For Immediate Release
May 20, 2020
Contact: Mariah Craven | firstname.lastname@example.org | 404-975-7084
National Foster Youth Institute Urges Congress to Pass “The Dosha Joi Immediate Coverage for Former Foster Youth Act”
Bill Named After Former Foster Youth Who Passed Away from COVID-19 Would Guarantee Medicaid Coverage for Former Foster Youth Until Age 26
Washington, DC: On Friday, Representatives Karen Bass (D-CA) and Gwen Moore (D-WI) will introduce The Dosha Joi Immediate Coverage for Former Foster Youth Act, which would ensure that former foster youth have Medicaid until the age of 26. The bill is named after Dosha “DJay” Joi, a former foster youth, child welfare advocate, and nursing student who passed away in Milwaukee on May 14, 2020 due to COVID-19-related complications.
DJay spent 10 years in group and foster homes and had health complications that he battled into adulthood. In spite of these challenges, DJay was a tireless advocate for children in foster care. He joined the National Foster Youth Institute (NFYI) and strengthened advocacy skills that he used in his home state of Wisconsin and in Washington, DC, where he shared his personal story and called for change on Capitol Hill during NFYI’s annual Congressional Shadow Day.
“Children in foster care often face extraordinary health challenges due to years of trauma, abuse, and neglect,” said Sally Fairman, executive director of NFYI. “COVID-19 is showing us the deadly effects of disparities in health care. As this pandemic continues, it’s critical that we make sure everyone in this vulnerable population has the coverage and care they need.”
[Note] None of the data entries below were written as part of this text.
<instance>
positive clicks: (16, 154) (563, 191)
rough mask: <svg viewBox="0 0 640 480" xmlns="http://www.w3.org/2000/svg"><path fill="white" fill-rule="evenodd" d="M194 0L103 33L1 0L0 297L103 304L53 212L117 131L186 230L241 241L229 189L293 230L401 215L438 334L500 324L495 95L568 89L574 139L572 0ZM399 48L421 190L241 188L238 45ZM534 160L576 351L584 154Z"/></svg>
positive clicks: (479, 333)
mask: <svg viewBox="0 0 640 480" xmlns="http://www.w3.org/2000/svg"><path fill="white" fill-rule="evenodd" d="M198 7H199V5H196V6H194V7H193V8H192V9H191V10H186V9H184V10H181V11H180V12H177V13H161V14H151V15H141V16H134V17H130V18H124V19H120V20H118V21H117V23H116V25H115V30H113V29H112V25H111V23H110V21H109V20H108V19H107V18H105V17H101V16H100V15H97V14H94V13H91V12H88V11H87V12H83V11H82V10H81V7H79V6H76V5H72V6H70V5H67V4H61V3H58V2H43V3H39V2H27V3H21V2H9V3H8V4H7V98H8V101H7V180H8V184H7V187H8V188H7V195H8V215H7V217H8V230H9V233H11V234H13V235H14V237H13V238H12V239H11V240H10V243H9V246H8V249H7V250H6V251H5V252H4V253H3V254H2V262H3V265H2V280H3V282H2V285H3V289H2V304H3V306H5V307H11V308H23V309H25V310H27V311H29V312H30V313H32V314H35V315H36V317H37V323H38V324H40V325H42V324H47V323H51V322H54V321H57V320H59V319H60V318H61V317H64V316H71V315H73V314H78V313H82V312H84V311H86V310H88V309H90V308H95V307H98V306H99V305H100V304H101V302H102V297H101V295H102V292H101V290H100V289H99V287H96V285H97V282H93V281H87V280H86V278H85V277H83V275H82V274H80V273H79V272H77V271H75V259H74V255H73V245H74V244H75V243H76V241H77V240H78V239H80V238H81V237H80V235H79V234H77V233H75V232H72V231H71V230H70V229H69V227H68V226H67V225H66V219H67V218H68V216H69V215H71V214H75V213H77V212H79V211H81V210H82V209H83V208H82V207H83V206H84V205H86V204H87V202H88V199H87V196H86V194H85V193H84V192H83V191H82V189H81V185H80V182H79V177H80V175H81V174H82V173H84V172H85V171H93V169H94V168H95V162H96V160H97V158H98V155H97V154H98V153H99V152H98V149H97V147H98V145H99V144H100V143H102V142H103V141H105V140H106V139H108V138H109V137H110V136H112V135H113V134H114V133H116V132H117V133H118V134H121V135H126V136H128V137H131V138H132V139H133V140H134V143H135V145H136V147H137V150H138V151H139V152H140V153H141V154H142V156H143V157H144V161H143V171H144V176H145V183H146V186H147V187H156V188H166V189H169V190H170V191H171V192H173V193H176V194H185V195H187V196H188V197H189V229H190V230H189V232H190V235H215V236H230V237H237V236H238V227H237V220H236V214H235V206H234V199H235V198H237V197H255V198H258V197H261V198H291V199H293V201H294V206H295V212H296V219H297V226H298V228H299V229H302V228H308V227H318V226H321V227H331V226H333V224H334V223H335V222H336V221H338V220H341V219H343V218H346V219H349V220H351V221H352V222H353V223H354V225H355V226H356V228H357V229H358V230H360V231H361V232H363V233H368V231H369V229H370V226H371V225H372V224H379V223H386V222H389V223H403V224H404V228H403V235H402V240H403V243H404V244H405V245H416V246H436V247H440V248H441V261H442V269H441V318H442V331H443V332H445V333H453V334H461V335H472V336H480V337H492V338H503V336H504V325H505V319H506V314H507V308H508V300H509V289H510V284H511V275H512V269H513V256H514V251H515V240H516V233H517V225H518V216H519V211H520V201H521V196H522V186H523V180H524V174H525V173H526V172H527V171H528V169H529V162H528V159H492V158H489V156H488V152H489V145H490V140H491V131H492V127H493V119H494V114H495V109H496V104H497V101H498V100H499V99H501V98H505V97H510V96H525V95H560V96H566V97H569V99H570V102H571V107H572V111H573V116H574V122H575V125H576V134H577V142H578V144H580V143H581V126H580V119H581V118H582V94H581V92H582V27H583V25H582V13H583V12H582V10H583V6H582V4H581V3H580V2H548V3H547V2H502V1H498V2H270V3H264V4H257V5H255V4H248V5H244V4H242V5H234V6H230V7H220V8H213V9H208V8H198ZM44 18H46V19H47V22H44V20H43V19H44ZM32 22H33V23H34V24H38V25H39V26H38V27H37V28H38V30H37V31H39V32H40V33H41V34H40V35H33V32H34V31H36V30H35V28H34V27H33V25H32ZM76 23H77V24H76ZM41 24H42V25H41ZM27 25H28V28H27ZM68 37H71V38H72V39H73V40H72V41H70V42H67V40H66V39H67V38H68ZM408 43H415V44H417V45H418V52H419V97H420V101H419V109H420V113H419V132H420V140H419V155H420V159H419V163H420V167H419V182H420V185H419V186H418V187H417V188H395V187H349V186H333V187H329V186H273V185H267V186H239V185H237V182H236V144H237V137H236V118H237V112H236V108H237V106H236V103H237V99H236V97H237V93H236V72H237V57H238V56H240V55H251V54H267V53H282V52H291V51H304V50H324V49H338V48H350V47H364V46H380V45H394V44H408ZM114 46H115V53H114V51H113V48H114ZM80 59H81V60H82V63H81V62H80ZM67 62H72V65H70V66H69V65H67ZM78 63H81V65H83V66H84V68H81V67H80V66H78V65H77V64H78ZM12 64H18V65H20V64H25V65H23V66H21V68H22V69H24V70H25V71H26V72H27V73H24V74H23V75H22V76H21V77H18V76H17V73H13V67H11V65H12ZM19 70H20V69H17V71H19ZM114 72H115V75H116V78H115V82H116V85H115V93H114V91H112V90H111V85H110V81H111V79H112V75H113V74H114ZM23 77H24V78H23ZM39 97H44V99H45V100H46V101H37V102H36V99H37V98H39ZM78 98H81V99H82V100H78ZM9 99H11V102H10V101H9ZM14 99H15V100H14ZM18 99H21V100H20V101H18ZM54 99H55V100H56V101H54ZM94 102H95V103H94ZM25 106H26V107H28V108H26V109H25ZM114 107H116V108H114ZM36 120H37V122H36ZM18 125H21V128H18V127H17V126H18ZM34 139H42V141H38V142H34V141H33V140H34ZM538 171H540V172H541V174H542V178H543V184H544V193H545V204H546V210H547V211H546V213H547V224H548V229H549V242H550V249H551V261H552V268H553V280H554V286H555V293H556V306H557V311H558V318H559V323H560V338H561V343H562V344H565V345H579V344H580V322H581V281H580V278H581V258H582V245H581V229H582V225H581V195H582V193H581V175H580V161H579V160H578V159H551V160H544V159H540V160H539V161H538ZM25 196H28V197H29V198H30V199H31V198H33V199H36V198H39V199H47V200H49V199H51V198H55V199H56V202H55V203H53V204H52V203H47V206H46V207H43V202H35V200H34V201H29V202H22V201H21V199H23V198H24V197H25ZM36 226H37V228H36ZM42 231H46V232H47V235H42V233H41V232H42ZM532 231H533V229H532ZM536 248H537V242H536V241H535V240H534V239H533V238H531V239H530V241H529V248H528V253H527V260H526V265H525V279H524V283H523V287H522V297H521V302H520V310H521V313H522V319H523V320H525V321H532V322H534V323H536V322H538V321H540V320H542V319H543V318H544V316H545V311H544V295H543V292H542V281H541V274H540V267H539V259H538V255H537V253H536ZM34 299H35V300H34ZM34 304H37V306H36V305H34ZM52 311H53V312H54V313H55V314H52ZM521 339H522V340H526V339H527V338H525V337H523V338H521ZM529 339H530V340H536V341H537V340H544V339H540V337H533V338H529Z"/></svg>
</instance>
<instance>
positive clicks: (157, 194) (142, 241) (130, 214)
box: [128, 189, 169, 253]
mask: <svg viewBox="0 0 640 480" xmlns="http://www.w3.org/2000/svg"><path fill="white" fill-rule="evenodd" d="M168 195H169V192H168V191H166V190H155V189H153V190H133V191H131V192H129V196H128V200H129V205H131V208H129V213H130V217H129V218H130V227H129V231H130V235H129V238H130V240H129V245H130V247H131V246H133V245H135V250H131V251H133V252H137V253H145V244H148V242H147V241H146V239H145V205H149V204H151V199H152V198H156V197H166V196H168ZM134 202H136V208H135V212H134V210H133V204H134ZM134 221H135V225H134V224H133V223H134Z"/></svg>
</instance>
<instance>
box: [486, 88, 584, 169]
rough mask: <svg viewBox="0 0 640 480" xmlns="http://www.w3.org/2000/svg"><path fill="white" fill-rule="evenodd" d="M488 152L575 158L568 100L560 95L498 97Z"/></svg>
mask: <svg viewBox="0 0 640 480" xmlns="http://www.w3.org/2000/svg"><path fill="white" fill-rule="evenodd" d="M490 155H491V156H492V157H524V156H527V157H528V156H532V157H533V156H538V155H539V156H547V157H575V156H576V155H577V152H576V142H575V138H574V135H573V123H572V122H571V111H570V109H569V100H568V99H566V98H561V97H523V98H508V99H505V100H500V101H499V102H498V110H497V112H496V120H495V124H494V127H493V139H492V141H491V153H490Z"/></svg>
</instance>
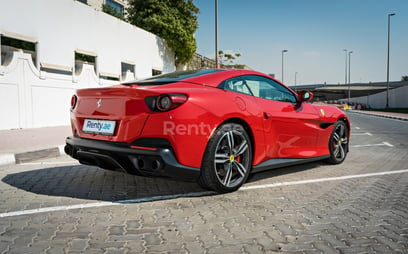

The Affordable Care Act extended Medicaid coverage to age 26 for all foster youth who were in foster care on their 18th birthday and were already enrolled in Medicaid. The intent was to match another ACA requirement that health insurance companies provide coverage for children up to age 26 who are on their parents’ private health care plans. However, if a young adult who was in foster care moves outside the state where they were in care, they often lose their health insurance unless their new state agrees to continue it.
In 2018, a provision included in the bipartisan SUPPORT for Patients and Communities Act fixed this “glitch” — but it won’t go into effect until 2023. This will be too late for thousands of former foster youth who need health insurance while we are under a national health emergency because of COVID-19.
“On behalf of children and young adults across our country, I urge Congress to pass DJay’s Bill as soon as they can,” said Fairman. “DJay was a fighter. He fought for children, for change, and for his life. Now it’s up to Congress to take up his fight and ensure that no former foster youth falls through the cracks of our healthcare system.”
About NFYI: The National Foster Youth Institute aims to transform the child welfare system and vastly improve outcomes for foster youth by empowering youth and their families, building a nationwide grassroots movement, and partnering with committed policymakers. Truly transformative foster care reform will not come to fruition until the individuals who have personally experienced the child welfare system have a strong voice in the policymaking process.